The pursuit of 'solving the right problems for the right people' is undoubtedly crucial. It is a key element in the broad range of challenges associated with platform adoption. The overarching challenge is multifaceted and transcends a single perspective. Navigating its complex landscape requires a variety of mindsets. Achieving seamless platform adoption requires a diverse combination of approaches.
By considering adoption as an internal sales process, this article explores the complex dynamics that influence adoption, encompassing human and technological dimensions. I'll walk you through the nuances of a platform initiative in its adoption stages, highlighting the key factors essential for a successful adoption journey aligned with your organisation's objectives.
My aim is to give you a broad understanding of platform adoption. This will enable you to discuss it comfortably with your colleagues before your organisation starts to adopt a platform.
The platform promise: economies of scale
Platform engineering delivers the most value when used in larger organisations with multiple teams and hundreds of engineers.
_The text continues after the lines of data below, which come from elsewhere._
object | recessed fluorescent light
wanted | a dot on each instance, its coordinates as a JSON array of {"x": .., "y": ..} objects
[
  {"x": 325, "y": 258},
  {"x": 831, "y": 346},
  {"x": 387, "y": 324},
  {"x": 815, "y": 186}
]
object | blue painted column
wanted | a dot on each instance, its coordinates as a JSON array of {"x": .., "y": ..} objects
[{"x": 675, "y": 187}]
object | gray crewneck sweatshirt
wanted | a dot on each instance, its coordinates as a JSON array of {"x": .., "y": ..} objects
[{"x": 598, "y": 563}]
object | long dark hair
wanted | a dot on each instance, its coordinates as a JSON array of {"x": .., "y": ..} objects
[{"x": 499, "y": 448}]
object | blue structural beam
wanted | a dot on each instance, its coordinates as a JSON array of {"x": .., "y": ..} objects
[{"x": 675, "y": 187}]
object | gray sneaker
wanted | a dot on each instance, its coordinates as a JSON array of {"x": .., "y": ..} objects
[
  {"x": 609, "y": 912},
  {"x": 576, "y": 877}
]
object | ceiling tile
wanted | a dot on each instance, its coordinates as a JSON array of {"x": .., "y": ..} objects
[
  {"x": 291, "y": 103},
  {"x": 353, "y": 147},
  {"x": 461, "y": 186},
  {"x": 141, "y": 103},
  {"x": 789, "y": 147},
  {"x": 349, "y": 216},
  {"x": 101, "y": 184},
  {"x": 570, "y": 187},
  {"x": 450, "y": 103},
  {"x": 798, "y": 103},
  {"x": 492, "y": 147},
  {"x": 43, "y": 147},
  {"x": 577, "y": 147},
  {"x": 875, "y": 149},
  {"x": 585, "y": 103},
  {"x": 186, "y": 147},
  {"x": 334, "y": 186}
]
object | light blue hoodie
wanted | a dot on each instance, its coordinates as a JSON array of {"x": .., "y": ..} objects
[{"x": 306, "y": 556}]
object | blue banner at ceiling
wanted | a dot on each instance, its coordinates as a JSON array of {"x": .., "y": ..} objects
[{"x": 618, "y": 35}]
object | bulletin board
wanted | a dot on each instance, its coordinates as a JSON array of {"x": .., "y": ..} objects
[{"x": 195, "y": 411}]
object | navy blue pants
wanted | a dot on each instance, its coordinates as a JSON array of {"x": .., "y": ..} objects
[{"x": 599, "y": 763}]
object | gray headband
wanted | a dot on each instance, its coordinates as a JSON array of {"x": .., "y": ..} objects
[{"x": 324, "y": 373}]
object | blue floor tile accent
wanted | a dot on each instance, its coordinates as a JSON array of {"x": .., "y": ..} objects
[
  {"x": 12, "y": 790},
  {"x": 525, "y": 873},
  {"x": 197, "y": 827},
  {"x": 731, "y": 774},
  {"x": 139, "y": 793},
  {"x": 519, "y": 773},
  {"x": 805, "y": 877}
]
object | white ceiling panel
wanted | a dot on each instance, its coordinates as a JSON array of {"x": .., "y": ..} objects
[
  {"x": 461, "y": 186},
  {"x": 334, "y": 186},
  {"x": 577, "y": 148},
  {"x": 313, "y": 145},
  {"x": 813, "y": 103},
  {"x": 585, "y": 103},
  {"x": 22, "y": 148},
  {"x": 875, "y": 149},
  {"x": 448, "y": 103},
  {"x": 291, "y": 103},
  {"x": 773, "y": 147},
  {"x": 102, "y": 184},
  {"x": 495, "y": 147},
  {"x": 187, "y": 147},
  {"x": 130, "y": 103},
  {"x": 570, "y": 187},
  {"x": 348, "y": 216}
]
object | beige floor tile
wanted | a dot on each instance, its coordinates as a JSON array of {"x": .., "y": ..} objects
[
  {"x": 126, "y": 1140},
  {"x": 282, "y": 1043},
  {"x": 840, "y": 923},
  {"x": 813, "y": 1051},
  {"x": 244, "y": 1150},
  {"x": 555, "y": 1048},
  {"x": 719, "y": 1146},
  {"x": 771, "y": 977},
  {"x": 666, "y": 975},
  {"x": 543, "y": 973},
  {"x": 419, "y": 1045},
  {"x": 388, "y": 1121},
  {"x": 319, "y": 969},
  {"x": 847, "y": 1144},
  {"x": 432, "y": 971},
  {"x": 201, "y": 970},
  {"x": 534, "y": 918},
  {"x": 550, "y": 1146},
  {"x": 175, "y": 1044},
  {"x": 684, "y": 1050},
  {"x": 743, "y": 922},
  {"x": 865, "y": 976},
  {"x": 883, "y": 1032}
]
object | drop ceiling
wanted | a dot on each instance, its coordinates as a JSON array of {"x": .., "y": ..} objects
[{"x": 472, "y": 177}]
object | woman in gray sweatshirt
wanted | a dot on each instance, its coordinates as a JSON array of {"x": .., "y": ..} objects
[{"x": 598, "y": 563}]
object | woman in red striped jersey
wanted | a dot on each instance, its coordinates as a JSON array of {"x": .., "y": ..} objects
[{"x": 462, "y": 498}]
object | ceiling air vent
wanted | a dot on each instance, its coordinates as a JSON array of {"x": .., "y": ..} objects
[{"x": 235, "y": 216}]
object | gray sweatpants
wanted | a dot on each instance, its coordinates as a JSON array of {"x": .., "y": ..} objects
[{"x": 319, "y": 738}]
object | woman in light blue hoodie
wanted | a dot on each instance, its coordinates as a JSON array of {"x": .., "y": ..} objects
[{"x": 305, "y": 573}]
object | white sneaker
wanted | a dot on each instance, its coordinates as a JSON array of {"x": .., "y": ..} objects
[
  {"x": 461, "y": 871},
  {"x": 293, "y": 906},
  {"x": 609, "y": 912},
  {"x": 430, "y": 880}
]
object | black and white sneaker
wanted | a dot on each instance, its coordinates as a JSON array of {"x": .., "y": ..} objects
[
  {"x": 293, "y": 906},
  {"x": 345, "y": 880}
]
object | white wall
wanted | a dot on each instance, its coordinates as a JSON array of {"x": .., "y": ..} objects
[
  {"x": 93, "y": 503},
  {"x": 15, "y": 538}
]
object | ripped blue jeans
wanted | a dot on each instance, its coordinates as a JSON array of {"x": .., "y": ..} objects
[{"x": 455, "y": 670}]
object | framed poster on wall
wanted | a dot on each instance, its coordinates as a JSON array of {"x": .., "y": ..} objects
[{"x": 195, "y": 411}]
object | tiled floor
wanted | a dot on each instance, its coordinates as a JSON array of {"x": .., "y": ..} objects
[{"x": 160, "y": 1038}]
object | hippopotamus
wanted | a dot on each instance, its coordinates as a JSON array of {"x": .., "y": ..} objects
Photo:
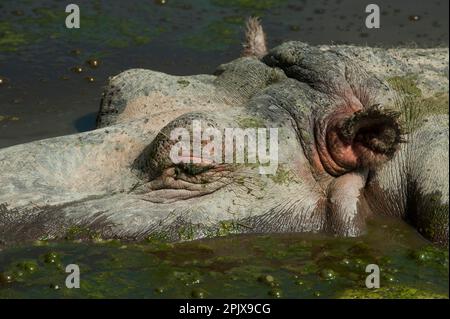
[{"x": 361, "y": 132}]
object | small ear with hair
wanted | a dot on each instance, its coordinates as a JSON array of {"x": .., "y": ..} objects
[{"x": 255, "y": 39}]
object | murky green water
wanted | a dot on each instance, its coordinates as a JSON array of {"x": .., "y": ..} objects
[
  {"x": 244, "y": 266},
  {"x": 42, "y": 97}
]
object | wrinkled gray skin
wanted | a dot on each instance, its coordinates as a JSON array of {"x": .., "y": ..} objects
[{"x": 119, "y": 182}]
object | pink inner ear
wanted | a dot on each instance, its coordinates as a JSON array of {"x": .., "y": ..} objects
[{"x": 362, "y": 139}]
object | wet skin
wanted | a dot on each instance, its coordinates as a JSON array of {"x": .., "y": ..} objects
[{"x": 342, "y": 156}]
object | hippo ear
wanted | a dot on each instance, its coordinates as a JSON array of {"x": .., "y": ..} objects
[{"x": 362, "y": 139}]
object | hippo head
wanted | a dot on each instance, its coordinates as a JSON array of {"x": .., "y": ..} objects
[{"x": 332, "y": 148}]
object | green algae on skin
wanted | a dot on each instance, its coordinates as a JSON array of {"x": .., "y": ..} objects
[{"x": 414, "y": 107}]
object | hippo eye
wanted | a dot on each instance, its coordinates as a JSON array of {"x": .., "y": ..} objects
[{"x": 190, "y": 169}]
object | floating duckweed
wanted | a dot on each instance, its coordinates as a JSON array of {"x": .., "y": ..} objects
[
  {"x": 198, "y": 293},
  {"x": 327, "y": 274},
  {"x": 75, "y": 52},
  {"x": 275, "y": 293},
  {"x": 6, "y": 278},
  {"x": 28, "y": 266},
  {"x": 183, "y": 83},
  {"x": 159, "y": 290},
  {"x": 93, "y": 63},
  {"x": 51, "y": 258},
  {"x": 54, "y": 286},
  {"x": 77, "y": 69},
  {"x": 267, "y": 279}
]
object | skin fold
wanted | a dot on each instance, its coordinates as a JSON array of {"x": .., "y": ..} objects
[{"x": 344, "y": 154}]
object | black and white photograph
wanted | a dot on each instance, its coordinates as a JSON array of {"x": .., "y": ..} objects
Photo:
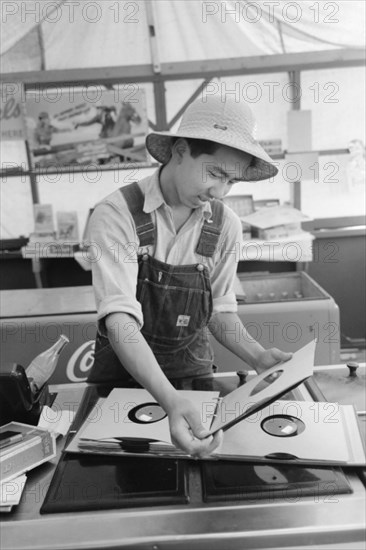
[{"x": 183, "y": 261}]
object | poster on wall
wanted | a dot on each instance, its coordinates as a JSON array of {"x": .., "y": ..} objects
[
  {"x": 87, "y": 128},
  {"x": 11, "y": 112}
]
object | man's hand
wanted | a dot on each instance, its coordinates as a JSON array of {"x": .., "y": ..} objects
[
  {"x": 269, "y": 358},
  {"x": 187, "y": 432}
]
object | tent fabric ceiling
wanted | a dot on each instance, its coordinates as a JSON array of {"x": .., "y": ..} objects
[{"x": 72, "y": 35}]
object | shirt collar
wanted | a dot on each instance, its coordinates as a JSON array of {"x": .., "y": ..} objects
[{"x": 154, "y": 198}]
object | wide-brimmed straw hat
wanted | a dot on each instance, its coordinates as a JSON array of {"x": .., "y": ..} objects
[{"x": 221, "y": 120}]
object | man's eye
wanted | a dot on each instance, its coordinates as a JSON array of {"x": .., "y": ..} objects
[{"x": 216, "y": 175}]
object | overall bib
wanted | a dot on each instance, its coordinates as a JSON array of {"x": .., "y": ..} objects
[{"x": 176, "y": 302}]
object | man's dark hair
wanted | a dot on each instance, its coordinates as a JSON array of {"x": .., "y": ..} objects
[{"x": 199, "y": 147}]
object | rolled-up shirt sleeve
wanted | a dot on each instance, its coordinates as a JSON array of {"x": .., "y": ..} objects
[
  {"x": 226, "y": 263},
  {"x": 113, "y": 254}
]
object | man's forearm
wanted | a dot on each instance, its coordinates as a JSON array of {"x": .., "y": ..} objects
[
  {"x": 228, "y": 329},
  {"x": 136, "y": 356}
]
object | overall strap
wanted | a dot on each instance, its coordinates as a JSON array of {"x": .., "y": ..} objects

However, it also brings value in smaller organisations where a lot of people use the same patterns or share the same infrastructure. But in most cases, the potential economies of scale of a developer platform are lower without a large group of potential users. To make a developer platform initiative sustainable in the long term, you need to build a critical mass of users. Looking ahead, there are several ways to deliver on this promise, including:
Solving developer problems, those that are possible to solve at scale.
Getting buy-in and strategic alignment.
Starting internal marketing early.
Finding the right time for the change to happen.
Establishing a community to scale up.
Dealing with internal competition and politics.
These considerations arise throughout the lifecycle of a platform, as illustrated in the diagram below.
At the top of the diagram you can see a star labelled 'trailing indicator'. The star shows the point in the lifecycle where the results of 'solving the right problems for the right people' are apparent. This brings us to the next issue.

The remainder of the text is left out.